Sine, Cosine, Tangent, and Cotangent

2010016406

Level: 
B
In the following list identify a true statement about the function \(f(x) =\sin x\) on the interval \(I=\left( -\frac{\pi }{2}; \frac{\pi } {2} \right) \).
The function \(f\) does not have a minimum or maximum on \(I\).
The function \(f\) has a unique minimum and no maximum on \(I\).
The function \(f\) has a unique maximum and no minimum on \(I\).
The function \(f\) has a unique maximum and a unique minimum on \(I\).

2010016405

Level: 
B
In the following list identify a true statement about the function \(f(x) =\cos x\), where \(x\in \left[ -\frac{\pi }{2}; \frac{\pi } {2} \right] \).
The function \(f\) is neither increasing nor decreasing.
The function \(f\) is decreasing.
The function \(f\) is increasing.
The function \(f\) is increasing and decreasing.

2010016404

Level: 
C
Function \( f \) is given completely by the next graph.
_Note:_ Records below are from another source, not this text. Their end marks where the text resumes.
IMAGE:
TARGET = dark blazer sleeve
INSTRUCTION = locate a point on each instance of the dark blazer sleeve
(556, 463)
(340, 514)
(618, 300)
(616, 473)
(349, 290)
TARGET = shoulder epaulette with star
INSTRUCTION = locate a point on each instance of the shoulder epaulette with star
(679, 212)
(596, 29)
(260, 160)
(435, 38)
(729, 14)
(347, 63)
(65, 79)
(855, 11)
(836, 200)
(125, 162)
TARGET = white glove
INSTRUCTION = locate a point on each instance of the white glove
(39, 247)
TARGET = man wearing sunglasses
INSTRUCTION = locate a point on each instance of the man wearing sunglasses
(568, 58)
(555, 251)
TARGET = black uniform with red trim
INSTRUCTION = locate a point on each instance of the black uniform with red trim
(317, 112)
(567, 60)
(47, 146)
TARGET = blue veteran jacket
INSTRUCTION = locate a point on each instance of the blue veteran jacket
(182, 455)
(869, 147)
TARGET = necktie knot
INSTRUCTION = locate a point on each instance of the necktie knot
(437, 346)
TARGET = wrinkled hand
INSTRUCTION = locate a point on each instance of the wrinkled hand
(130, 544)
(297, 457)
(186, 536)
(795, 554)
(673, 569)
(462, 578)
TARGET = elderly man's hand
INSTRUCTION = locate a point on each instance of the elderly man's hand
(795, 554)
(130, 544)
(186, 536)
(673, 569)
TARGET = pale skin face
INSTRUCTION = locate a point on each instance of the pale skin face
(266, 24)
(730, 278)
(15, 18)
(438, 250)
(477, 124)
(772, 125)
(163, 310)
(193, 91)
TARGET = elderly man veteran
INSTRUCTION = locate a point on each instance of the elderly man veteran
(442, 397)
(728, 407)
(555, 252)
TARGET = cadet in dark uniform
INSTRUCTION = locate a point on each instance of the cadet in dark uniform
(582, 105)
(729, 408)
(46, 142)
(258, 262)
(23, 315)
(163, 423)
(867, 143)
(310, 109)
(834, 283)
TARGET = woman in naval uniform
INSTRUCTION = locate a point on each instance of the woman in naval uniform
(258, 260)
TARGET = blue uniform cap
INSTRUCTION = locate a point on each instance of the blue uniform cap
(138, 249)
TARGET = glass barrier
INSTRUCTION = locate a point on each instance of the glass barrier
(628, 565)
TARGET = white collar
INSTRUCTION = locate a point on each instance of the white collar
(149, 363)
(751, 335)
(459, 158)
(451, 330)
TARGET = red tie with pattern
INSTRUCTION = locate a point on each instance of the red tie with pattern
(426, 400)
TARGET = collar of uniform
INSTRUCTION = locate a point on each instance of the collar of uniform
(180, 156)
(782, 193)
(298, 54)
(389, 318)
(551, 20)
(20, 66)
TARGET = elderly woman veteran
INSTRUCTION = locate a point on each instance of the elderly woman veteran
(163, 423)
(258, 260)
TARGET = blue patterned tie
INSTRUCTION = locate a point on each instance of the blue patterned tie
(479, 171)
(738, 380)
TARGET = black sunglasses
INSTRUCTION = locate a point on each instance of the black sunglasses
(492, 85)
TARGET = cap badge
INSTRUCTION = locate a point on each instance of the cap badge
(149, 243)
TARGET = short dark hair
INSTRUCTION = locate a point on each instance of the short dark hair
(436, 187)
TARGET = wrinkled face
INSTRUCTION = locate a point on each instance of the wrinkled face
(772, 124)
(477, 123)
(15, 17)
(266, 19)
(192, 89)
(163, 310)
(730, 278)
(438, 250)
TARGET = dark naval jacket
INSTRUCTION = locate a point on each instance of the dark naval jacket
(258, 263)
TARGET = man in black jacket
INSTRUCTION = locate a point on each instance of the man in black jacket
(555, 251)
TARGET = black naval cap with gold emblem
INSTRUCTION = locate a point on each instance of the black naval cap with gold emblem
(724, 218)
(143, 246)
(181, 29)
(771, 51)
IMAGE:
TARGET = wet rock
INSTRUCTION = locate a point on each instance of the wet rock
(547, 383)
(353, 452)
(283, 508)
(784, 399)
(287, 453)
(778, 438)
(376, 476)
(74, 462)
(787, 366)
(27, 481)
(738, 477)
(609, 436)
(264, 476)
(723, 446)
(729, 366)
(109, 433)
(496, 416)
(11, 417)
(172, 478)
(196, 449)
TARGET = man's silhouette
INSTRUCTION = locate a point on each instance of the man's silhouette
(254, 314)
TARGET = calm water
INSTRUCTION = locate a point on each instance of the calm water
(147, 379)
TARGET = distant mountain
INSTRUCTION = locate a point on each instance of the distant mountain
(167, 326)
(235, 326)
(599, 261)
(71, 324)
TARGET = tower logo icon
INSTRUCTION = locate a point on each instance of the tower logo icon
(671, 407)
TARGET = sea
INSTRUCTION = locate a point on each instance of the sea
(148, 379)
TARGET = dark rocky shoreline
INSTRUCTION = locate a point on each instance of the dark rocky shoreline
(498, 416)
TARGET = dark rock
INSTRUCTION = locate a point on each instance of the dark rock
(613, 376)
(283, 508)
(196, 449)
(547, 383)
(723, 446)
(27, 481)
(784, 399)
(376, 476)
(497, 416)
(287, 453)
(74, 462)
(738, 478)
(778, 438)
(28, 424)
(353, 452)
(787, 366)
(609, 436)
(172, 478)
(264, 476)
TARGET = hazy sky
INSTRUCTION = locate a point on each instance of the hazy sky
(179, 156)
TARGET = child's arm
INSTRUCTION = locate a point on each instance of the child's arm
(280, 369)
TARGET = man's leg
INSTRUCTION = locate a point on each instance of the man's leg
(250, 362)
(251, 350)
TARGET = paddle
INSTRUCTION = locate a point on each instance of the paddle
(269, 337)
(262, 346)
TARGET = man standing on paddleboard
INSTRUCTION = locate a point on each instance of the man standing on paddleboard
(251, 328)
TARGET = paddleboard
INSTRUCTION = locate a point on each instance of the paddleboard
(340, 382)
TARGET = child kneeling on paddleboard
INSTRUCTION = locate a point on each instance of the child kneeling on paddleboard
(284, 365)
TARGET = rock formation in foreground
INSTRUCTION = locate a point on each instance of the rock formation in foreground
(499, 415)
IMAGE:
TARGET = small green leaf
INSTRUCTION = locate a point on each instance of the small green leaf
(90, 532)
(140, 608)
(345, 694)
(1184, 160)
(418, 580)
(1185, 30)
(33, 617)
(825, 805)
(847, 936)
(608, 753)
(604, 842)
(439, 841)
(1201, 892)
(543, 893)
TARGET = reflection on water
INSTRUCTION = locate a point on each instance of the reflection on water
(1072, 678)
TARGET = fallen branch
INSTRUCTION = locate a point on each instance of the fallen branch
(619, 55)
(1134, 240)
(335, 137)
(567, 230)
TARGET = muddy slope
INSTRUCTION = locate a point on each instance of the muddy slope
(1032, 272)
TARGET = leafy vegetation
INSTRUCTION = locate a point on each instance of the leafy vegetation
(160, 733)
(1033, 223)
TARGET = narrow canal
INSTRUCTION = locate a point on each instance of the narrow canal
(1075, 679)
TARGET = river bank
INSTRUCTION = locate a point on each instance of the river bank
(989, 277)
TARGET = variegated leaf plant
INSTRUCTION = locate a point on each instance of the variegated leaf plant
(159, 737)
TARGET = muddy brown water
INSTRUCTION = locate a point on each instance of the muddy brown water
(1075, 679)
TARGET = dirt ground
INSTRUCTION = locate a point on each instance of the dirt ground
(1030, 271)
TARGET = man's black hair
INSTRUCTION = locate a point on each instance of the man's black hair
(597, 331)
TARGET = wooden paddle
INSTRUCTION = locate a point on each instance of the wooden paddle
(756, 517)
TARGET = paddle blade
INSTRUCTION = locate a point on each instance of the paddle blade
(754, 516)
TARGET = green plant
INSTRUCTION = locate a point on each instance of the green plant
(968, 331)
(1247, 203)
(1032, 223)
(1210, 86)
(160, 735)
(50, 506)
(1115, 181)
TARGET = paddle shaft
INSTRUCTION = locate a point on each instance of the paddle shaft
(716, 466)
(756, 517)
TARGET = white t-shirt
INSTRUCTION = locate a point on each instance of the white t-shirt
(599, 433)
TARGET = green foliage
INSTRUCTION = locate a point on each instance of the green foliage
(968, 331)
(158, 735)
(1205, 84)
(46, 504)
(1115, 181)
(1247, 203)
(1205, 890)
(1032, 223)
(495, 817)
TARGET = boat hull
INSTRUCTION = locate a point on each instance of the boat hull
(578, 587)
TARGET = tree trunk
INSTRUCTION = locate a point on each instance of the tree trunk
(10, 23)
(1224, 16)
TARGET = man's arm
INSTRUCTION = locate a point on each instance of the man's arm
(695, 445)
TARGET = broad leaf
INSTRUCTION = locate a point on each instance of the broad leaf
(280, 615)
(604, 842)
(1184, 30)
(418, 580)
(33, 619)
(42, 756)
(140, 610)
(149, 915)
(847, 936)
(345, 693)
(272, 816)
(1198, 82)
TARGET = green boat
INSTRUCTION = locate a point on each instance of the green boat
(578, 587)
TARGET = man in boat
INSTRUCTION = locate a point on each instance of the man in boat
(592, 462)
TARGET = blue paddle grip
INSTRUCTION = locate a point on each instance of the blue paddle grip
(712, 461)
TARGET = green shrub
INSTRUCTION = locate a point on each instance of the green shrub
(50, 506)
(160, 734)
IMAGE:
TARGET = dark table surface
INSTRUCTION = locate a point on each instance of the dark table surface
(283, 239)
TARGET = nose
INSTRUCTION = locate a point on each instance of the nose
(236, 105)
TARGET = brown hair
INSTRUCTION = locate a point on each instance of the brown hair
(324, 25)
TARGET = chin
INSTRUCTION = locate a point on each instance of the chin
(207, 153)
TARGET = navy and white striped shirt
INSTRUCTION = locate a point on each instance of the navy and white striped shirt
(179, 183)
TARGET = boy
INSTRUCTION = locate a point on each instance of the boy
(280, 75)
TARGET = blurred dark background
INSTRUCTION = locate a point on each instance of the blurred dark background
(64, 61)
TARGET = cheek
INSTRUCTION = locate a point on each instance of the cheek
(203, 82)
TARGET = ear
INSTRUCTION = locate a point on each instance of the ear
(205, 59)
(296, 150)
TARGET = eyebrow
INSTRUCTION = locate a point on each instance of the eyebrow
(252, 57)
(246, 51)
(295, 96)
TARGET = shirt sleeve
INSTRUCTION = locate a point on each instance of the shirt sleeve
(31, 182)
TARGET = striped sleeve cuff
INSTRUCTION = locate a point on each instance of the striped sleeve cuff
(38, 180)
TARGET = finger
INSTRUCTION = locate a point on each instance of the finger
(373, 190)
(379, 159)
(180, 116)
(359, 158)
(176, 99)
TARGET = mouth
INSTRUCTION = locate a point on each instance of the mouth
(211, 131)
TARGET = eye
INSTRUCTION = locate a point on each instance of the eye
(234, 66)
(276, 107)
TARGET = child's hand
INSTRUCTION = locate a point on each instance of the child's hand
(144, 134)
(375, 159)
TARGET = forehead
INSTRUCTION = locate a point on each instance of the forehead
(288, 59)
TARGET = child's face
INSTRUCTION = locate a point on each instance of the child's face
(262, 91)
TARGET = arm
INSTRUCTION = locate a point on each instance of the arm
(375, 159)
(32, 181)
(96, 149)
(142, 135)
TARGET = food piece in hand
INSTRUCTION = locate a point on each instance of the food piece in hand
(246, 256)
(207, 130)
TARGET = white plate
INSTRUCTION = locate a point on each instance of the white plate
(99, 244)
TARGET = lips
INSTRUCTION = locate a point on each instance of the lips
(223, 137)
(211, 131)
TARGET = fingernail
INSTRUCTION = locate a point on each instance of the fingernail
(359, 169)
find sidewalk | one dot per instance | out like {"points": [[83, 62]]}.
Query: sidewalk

Identify which of the following statements is true.
\( f(x)=|-\cos x|;\ x\in [ -2\pi;2\pi ]\)
\( f(x)=-|\cos x|;\ x\in [ -2\pi;2\pi ]\)
\( f(x)=|\sin x|;\ x\in [ -2\pi;2\pi ]\)
\( f(x)=-|\sin x|;\ x\in [ -2\pi;2\pi ]\)

2000005406

Level: 
B
Which of the following statements is not true?
Functions \(f(x)=\cos\left(x+\frac{\pi}{6}\right)\) and \(g(x)=\sin\left(x-\frac{\pi}{6}\right)\) are equal.
Functions \(f(x)=2-\cos 3x\) is even and its range of values is \([ 1;3]\).
Functions \(f(x)=\cos\left(x-\frac{\pi}{3}\right)\) and \(g(x)=\sin\left(x+\frac{\pi}{6}\right)\) are equal.
Functions \(f(x)=\cos x\) and \(g(x)=\sin\left(x+\frac{\pi}{2}\right)\) are equal.